A review by nonesensed
The Impossible Contract by K.A. Doore

4.5

Thana is the daughter of a legendary assassin. Naturally, as a young woman in the same field of work, of calling, she's eager to follow in her mother's footsteps, to live up to her legacy. Thus, she's more than eager to take on a seeming impossible contract: kill a foreign ambassador who has literal magic to call on for defense. She might have bitten off more than she can chew.

Well, this series escalated quickly.

I usually try to avoid spoilers in reviews, but it's hard to explain what I thought about this book without heading into spoiler territory. So, here we are.

This isn't the first trilogy that's switched main characters on me for the second book. This isn't the only trilogy that's got a huge time-skip between book 1 and 2. Neither of those two things are in themselves negative. What threw me a bit was the lack of foreshadowing for this huge change at the end of book one (at least that I noticed). Amastan and his many relationships drew me into the first book and made me invested in Ghadid as a city and a society. I wanted more of his missions, him learning to become an assassin, the return of his star-crossed love interest, of Ghadid's internal politics.

And I didn't get that.

Don't get me wrong, I like Thana. I like her romance, I like her personality, I like the challenge she's facing.

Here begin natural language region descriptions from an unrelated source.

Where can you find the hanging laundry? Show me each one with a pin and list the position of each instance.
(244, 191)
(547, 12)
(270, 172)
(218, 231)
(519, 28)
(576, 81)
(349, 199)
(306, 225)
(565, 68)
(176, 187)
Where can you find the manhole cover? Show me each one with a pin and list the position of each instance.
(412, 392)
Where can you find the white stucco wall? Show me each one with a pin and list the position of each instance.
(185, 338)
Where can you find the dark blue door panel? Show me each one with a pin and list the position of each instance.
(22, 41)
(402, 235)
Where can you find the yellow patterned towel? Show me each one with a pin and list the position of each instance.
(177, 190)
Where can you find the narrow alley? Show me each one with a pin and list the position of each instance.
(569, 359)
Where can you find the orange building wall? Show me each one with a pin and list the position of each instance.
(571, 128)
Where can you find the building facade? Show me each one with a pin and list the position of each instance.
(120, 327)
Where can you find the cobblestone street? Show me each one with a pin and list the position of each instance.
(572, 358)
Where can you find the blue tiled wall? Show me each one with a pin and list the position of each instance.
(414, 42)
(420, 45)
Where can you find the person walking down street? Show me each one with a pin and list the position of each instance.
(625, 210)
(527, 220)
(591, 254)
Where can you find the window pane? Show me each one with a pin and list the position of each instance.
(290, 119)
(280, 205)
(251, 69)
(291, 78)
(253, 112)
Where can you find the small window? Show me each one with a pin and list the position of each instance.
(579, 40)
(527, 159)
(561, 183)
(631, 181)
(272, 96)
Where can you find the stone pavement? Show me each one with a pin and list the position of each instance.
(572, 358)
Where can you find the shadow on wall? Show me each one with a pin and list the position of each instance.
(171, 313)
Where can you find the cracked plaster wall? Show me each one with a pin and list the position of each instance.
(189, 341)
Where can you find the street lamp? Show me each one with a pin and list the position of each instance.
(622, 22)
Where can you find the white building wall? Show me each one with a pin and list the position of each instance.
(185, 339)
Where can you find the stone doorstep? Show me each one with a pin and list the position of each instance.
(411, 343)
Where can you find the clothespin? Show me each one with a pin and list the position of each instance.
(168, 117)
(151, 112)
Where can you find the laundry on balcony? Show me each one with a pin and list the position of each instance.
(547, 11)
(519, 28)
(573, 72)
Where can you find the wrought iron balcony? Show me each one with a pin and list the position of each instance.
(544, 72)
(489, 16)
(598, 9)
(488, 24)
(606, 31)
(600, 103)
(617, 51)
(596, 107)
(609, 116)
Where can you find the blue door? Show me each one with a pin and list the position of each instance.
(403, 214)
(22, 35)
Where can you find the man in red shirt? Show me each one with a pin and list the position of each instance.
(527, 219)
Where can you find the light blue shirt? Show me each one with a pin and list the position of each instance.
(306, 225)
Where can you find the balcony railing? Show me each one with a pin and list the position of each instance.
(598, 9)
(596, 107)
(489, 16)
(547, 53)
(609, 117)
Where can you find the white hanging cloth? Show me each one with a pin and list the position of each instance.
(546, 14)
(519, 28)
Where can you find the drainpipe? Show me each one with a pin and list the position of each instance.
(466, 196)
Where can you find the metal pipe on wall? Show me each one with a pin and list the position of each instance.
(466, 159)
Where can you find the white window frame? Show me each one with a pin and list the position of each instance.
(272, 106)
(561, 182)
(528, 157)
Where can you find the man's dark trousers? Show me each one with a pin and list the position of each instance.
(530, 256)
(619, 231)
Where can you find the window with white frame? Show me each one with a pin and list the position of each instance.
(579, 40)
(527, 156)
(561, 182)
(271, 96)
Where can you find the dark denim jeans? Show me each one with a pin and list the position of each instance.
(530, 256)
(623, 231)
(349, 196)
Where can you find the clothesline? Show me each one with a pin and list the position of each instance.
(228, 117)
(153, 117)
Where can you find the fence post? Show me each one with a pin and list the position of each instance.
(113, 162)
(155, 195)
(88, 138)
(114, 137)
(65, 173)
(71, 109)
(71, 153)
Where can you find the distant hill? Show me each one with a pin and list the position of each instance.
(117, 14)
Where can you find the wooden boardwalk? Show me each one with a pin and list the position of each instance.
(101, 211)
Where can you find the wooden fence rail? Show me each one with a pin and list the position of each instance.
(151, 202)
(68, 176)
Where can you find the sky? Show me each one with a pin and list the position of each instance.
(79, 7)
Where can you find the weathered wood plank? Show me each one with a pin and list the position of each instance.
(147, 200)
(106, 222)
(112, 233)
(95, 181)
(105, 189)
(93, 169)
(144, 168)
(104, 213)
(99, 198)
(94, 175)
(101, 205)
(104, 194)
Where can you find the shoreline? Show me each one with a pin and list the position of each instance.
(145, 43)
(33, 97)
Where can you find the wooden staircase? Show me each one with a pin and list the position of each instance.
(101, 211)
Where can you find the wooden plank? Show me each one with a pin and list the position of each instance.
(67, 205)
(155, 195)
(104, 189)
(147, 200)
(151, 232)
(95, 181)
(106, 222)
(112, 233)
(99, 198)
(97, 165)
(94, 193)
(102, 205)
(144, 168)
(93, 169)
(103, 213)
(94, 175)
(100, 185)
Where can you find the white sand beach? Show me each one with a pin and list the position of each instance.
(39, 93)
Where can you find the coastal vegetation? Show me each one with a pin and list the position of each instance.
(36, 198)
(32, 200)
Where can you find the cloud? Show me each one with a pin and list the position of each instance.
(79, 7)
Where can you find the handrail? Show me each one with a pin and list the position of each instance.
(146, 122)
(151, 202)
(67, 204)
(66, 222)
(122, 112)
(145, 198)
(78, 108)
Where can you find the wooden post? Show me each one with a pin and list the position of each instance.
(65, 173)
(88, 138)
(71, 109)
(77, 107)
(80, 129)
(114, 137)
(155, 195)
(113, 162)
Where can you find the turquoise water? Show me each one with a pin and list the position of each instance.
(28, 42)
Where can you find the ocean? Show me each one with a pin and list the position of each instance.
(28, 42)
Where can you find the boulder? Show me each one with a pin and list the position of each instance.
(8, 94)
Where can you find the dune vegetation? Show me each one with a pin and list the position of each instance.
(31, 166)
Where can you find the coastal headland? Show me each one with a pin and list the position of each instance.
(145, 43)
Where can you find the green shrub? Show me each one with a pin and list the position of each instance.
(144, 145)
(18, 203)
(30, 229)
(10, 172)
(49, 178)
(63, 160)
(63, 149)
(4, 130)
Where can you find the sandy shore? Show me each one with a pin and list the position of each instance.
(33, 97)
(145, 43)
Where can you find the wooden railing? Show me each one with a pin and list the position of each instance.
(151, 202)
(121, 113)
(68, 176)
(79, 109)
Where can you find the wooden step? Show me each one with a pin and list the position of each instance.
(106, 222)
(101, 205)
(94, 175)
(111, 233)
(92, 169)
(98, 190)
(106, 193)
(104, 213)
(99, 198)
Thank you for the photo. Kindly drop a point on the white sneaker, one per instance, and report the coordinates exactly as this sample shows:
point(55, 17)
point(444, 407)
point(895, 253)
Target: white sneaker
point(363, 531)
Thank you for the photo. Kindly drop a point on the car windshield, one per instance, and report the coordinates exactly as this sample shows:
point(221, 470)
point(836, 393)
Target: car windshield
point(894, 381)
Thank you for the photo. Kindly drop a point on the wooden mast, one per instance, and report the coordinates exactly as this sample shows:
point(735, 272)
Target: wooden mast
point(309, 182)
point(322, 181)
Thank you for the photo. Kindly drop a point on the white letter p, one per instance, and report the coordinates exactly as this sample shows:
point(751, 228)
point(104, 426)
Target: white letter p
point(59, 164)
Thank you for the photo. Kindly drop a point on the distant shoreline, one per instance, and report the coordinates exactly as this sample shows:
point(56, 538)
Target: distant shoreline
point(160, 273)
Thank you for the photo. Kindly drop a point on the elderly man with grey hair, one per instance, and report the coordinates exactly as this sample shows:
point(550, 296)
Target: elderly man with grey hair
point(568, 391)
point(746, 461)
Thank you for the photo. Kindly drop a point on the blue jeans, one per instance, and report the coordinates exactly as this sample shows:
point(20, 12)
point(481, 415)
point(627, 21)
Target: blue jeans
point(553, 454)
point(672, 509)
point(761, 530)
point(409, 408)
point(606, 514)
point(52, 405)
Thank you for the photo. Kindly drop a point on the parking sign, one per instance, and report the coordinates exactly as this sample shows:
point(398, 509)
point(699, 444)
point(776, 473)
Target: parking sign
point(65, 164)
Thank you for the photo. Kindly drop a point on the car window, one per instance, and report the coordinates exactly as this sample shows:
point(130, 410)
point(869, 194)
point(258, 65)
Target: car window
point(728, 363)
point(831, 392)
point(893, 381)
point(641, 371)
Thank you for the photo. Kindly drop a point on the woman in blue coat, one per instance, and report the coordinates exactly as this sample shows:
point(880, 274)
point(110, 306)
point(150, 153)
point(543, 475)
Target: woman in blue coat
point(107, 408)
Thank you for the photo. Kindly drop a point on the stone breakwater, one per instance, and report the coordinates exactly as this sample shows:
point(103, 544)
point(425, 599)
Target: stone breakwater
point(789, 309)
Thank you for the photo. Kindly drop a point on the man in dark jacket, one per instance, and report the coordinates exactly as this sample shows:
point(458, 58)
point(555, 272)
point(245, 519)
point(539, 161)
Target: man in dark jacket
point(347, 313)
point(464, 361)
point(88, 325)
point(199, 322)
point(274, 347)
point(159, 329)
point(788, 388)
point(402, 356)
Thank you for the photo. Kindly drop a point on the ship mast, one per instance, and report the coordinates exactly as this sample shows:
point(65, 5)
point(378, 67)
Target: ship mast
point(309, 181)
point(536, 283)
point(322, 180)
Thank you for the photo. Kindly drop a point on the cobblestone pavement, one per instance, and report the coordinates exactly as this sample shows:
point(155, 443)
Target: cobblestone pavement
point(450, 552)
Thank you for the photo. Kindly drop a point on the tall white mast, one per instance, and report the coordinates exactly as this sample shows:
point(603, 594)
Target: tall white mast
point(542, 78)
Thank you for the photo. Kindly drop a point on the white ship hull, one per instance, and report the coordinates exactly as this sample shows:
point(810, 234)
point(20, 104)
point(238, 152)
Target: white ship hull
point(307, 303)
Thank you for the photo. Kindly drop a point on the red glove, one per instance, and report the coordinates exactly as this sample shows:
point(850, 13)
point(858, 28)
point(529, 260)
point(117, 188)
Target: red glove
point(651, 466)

But her flavor of story is very different from the first book. In the first story, we had a murder mystery of sorts and local political intrigue. In this book, we get world ending levels of destruction on the line. Ghadid gets destroyed off-screen! So many characters I'd come to love or at least find interesting just, dead, after barely being in the book at all.

I don't think this was a badly written book or anything. It was just a jarring switch in tone, scope and cast. Will be interesting to see how book three feels, now that I'm prepared for a drastic change.